Inviting a variety of artists and performers to respond to individual pieces or exhibitions from the Art Festival, the result has been several pieces combining music, video and political discussion, all documented by filmmaker Daniel Warren. Aidan Moffat – best-known as providing mellow vocals for Arab Strap – recorded two separate performances: the first a musical accompaniment to the display of rooms in a Romanian castle that forms the work Peles Empire at Sierra Metro, and in which the process of reproduction is a major theme; and secondly, with the background of Robert Rauschenberg’s Botanical Vaudeville, Moffat reads a series of haiku-esque snippets of pieced together headlines from local newspapers, which complements the American artist’s collage.

Josie Long collaborates with Ellie Harrison (the artist behind A Brief History of Privatisation at Inspace) through a discussion about politics and Britain’s broken society with a poignant backdrop of recent riot footage. The left-wing comedienne’s other detour looks at Martin Creed’s revamped Scotsman’s Steps with the processes of Ingrid Calame, walking up and down them finding shapes in the marble to draw on a pad.

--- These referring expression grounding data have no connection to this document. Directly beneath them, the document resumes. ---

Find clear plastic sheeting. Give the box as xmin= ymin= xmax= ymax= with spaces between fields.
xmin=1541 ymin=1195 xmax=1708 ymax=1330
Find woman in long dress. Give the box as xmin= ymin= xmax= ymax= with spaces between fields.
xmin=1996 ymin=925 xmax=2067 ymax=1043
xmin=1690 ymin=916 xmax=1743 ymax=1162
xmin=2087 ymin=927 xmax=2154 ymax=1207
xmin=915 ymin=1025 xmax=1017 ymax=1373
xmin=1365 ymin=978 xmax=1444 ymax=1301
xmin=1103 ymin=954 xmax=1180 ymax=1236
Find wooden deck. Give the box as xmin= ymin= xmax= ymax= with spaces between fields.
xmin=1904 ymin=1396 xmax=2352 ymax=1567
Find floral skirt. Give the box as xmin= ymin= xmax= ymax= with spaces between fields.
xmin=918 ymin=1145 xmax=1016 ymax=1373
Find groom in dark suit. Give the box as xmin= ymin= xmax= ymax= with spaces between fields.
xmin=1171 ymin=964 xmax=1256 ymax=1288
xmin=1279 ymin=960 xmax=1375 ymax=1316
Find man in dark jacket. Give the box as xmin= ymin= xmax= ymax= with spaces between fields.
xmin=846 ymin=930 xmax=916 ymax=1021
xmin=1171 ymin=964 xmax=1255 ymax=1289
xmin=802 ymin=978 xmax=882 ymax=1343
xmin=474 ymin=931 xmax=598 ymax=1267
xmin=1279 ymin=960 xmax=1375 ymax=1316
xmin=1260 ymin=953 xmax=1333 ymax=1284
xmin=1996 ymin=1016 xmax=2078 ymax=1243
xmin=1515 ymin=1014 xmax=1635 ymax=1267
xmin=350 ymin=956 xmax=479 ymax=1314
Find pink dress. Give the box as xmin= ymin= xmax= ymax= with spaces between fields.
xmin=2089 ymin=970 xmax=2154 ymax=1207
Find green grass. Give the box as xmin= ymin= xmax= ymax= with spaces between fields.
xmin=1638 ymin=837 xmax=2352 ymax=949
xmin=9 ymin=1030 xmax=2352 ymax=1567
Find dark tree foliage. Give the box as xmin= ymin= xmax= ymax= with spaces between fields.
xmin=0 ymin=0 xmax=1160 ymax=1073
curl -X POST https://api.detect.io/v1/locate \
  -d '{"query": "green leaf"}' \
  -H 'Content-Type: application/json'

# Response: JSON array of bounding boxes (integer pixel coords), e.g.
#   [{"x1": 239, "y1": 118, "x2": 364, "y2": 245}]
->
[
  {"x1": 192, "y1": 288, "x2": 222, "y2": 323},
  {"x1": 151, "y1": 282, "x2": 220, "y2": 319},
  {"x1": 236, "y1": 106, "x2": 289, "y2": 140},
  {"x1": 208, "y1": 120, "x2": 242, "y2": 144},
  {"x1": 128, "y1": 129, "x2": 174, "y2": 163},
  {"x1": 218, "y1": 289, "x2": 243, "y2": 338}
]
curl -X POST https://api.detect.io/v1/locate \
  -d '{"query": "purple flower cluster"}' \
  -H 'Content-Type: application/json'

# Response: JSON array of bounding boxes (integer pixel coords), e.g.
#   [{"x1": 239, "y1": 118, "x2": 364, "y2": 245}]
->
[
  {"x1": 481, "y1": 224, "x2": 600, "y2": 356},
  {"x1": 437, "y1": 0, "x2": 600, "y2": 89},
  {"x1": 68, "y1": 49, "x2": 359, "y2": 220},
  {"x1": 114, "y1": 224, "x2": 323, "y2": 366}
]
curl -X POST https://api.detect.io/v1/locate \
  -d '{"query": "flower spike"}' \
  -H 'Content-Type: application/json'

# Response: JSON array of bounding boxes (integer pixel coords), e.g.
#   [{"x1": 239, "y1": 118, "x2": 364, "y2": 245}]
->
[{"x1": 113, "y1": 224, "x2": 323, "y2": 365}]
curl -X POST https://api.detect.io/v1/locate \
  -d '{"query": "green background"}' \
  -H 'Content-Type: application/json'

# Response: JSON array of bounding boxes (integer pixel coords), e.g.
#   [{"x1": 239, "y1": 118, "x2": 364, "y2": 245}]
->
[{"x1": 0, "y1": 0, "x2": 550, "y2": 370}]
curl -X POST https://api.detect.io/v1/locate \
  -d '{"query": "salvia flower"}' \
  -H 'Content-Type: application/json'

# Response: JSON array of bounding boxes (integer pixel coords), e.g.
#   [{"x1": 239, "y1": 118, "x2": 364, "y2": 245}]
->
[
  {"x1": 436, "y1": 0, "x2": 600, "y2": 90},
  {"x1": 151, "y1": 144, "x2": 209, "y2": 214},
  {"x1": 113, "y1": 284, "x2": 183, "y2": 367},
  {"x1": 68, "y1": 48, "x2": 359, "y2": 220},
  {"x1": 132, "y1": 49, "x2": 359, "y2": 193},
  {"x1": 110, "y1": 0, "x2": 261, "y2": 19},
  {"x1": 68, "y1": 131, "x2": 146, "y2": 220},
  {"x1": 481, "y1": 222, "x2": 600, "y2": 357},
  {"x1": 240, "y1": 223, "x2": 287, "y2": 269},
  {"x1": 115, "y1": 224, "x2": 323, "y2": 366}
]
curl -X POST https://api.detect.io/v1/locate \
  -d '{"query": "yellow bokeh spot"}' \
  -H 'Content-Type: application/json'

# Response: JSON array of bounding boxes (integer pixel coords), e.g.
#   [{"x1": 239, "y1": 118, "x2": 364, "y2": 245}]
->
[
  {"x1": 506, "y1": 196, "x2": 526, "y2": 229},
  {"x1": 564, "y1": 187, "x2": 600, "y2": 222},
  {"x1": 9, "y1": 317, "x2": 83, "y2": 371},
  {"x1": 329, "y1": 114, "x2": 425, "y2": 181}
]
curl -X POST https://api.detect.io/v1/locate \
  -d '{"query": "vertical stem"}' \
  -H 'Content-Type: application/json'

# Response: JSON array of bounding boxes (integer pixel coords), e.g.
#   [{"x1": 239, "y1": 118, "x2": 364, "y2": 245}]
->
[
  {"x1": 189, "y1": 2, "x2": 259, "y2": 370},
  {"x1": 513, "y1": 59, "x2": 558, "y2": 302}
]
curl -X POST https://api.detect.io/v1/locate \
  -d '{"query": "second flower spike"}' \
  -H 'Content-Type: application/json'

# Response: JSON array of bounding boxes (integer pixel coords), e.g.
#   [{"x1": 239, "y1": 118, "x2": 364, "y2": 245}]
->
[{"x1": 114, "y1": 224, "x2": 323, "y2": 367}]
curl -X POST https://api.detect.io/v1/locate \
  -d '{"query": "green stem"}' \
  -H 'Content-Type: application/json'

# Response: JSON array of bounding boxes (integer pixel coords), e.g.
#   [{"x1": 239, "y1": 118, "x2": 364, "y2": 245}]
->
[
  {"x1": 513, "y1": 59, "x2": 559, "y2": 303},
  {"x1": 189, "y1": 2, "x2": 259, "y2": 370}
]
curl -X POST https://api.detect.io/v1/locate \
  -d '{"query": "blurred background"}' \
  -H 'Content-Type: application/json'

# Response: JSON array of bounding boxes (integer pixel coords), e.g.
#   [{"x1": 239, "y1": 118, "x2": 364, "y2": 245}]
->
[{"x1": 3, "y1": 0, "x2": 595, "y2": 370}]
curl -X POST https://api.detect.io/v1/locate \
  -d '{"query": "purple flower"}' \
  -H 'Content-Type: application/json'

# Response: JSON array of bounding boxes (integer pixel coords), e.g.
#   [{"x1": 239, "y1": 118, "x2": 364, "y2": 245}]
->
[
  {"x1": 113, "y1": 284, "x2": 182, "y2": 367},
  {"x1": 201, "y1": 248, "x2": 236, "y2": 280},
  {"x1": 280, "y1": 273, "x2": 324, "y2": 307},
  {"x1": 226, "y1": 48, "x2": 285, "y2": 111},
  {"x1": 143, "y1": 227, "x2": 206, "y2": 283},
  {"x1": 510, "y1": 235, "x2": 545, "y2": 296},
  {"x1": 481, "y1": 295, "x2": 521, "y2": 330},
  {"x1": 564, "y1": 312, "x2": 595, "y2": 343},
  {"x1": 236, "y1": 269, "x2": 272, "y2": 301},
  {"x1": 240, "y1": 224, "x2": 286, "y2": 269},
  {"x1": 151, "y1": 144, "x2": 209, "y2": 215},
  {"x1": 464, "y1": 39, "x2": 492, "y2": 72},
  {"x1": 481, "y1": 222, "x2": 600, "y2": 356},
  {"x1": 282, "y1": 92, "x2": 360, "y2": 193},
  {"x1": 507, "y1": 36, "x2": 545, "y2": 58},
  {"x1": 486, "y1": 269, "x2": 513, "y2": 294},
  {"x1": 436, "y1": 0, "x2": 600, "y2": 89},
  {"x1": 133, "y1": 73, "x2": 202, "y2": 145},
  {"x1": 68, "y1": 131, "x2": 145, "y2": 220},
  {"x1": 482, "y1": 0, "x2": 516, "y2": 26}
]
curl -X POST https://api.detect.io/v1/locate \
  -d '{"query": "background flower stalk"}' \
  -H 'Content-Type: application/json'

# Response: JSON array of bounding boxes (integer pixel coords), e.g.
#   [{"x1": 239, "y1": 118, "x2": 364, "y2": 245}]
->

As an homage to John Byrne’s legendary TV series Tutti Frutti, author and comedian Ross Sutherland played a clip with a story inspired by own life narrated over it. Anecdotes about rave culture and teenage parties crop up as he chooses to work I’m Just A Lonely Guy into the theme (the B-side to Little Richard’s Tutti Frutti). His later piece took David Mach’s Precious Light as inspiration for a short story. Two of the final Trigger commissions were taken up by Nigel Barrett and Louise Mari of Shunt, bringing to life both the centuries-old portraits at Bourne Fine Art, and Laura Ford’s melancholic Weeping Girls at Jupiter Artland.